Le partite si giocano sul campo in terra battuta dell’Istituto. Per novanta minuti non esistono reati, non esistono colpe. Esiste solo il campo, la maglia, il rispetto.

Racconta Massimo Caruso:
«Vederli correre, sudare, urlare “passala” mi riempie il cuore. Per un’ora, le sbarre spariscono.

L’altro giorno era una giornata come tante. Sole sulla terra rossa, polvere che si alza, squadre pronte. Fischio d’inizio. Poi, all’improvviso, la voce di una guardia taglia l’aria: “Peppe!”

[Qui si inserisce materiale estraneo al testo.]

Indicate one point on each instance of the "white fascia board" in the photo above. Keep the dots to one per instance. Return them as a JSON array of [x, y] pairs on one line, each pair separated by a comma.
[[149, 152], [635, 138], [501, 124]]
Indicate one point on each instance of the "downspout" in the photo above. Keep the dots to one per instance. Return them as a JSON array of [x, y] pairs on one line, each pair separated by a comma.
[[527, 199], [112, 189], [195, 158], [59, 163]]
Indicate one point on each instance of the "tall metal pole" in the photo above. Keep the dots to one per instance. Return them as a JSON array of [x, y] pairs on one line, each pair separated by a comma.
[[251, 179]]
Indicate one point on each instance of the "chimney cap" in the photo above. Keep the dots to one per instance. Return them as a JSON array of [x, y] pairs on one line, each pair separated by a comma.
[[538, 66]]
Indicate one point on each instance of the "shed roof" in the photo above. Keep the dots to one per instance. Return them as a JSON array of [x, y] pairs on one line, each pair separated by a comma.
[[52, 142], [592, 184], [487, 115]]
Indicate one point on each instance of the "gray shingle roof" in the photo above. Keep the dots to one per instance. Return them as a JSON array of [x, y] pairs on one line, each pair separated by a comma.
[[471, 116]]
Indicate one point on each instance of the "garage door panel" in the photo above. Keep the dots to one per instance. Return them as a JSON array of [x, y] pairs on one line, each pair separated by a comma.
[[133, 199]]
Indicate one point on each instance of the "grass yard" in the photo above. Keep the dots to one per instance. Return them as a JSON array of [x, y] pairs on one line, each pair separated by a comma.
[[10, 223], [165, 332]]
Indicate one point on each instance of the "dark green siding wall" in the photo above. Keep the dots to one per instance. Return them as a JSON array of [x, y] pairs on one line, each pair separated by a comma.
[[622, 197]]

Alzo la testa. Peppe è lì, in mezzo al campo, occhi sul pallone. Quando una guardia ti chiama per nome, là dentro, il tempo si ferma. Ma quel tono lo conosco. È un tono che profuma di buono.

Mi avvicino. La guardia gli dice poche parole. Lui resta immobile. Poi capisce. Dopo anni di detenzione, è libero. Subito. In quel momento.

Peppe guarda il pallone, poi guarda me. “Finisco la partita” dice con la voce rotta. “Poi prendo la roba ed esco”. Vuole restare. Vuole onorare il campo fino all’ultimo.

Ma i suoi compagni si fermano. Uno prende il pallone in mano. “No, Peppe” gli dice. “La partita si sospende. Tu oggi hai vinto quella vera. È giusto che esci. Ora.”

Mi giro. Fingo di sistemare le borracce. Perché quando vedi la fratellanza che ferma un gioco per spingere un uomo verso la libertà, il nodo alla gola non lo sciogli.

Ho abbracciato Peppe. “Ci vediamo fuori” gli ho sussurrato. E lo spero davvero. Spero di incontrarlo in una città qui vicino a Palmi, al bar, davanti a un caffè. Senza guardie, senza orari, senza ferro».

Conclude Caruso: «Noi volontari portiamo calcio, basket, pilates. Ma quello che aspettiamo è proprio questo: il giorno in cui il fischio finale non lo diamo noi, ma la vita. E quel giorno, su quel campo in terra battuta, l’ho sentito. Forte, chiaro, bellissimo».